Yes, you read that right. A small zip tie (costs less than $1) can be used to connect the latch to the rail above, holding it firmly in place. This is usually enough to prevent the wire coat hanger from being able to pull and to release the emergency latch. This is another great idea and will stop most attempts at breaking in and manually opening to access garage doors. You’re probably thinking that is not a bad way to lock your garage doors, right?

zip tie used on garage door to prevent break-in from outside

Again, like the Garage Shield solution above, it’s not the “perfect” solution. For one, the whole reason the emergency release kit is there in the first place is to allow you to disengage the garage door from the automatic opener so you can get out during a power outage. While there are several videos on the web showing that the small zip tie will break under immense pressure, what they don’t always mention is that this is very difficult to do if there’s a car inside, forcing you to pull at an angle. You also may need a young child or elderly person to pull the release cord to manually open the garage door during an emergency someday.

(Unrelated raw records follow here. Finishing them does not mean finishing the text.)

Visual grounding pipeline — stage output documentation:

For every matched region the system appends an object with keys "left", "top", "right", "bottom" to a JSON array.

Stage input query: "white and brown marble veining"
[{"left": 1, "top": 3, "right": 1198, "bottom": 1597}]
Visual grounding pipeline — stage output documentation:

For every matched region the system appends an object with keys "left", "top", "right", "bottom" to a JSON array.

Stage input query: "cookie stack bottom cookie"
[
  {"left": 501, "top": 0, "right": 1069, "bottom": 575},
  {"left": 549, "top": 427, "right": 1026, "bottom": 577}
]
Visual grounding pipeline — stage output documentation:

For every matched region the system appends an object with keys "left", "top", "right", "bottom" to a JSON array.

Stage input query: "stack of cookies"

For the reasons, a zip tie is not the best solution for securing your garage doors. Not to mention, insurance companies and federal regulations aren’t going to like this solution either, so it’s best to try something else.

3. Garage Security System

Another deterrence idea would be to get a security system installed in the garage. There are inexpensive options like the Ring Alarm or even cheaper, generic brands that have garage door sensors and alarms. If you already have an alarm on your home, you can likely just add a garage door sensor to your existing system. This allows you to set the alarm so that it sounds off if the garage door is unexpectedly opened. It’s a good bet that if a thief opens your garage door and an alarm starts going off, they’ll probably head for the hills, post haste.

Again, there’s a drawback though, while this is a great deterrent from stealing your stuff, it doesn’t physically do anything to stop them from breaking in to begin with. A protective system like this is great and definitely won’t hurt your security, but this works better as an enhancement to other measures that do something to physically prevent a break-in.

4. Garage Door Deadbolt

Yet another option to strengthen your garage door security is through a deadbolt made specifically for garage doors. These automatic deadbolts wire into your garage door opener and the safety sensors so that the lock tumbler secures the door in place when it’s closed. This small lock doesn’t allow anyone to manually open the garage door when activated.

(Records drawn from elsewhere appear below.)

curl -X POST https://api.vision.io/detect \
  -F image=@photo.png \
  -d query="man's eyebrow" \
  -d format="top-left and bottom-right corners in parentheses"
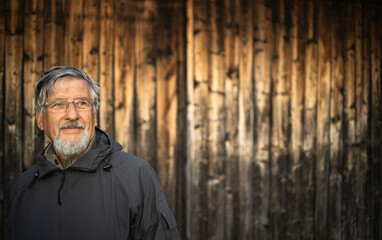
top-left (48, 96), bottom-right (90, 100)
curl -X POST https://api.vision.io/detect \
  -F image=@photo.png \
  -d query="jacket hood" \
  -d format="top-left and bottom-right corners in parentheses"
top-left (37, 128), bottom-right (122, 179)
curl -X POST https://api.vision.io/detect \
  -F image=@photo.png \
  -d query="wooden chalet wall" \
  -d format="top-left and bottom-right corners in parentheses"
top-left (1, 0), bottom-right (381, 239)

We recommend the SureLock Automatic Garage Door Deadbolt Lock. This product is universal and compatible with any overhead door with an automatic opener that plugs into 110vAC, even those with a backup battery feature. It mounts to your existing garage door track and automatically locks when the door is closed and releases when the garage door opener calls for the door to go up. Since its operation is automatic, SureLock is so convenient that you forget it’s even there!

surelock automatic garage deadbolt system

In the event of a power outage, SureLock has a manual release lever that will allow the door to be opened. And no, unlike the emergency release cord, this override cannot be accessed from the outside in any way.

Wrap Up

We hope that this article clearly shows the importance of garage door safety and security. In addition to the 4 options listed above, There are several other partial solutions for added security as it relates to your garage door. Here are a few that we suggest considering:

  • Always lock the door between your house and the garage
  • Never leave an open door unattended
  • Install motion-sensing lights outside your garage
  • Add security cameras around your driveway

You can’t be too safe these days, and many of the ideas we’ve provided today are either relatively inexpensive or won’t cost you a single dime. It’s more of an awareness and being prepared, taking all necessary precautions to secure your garage door from the outside.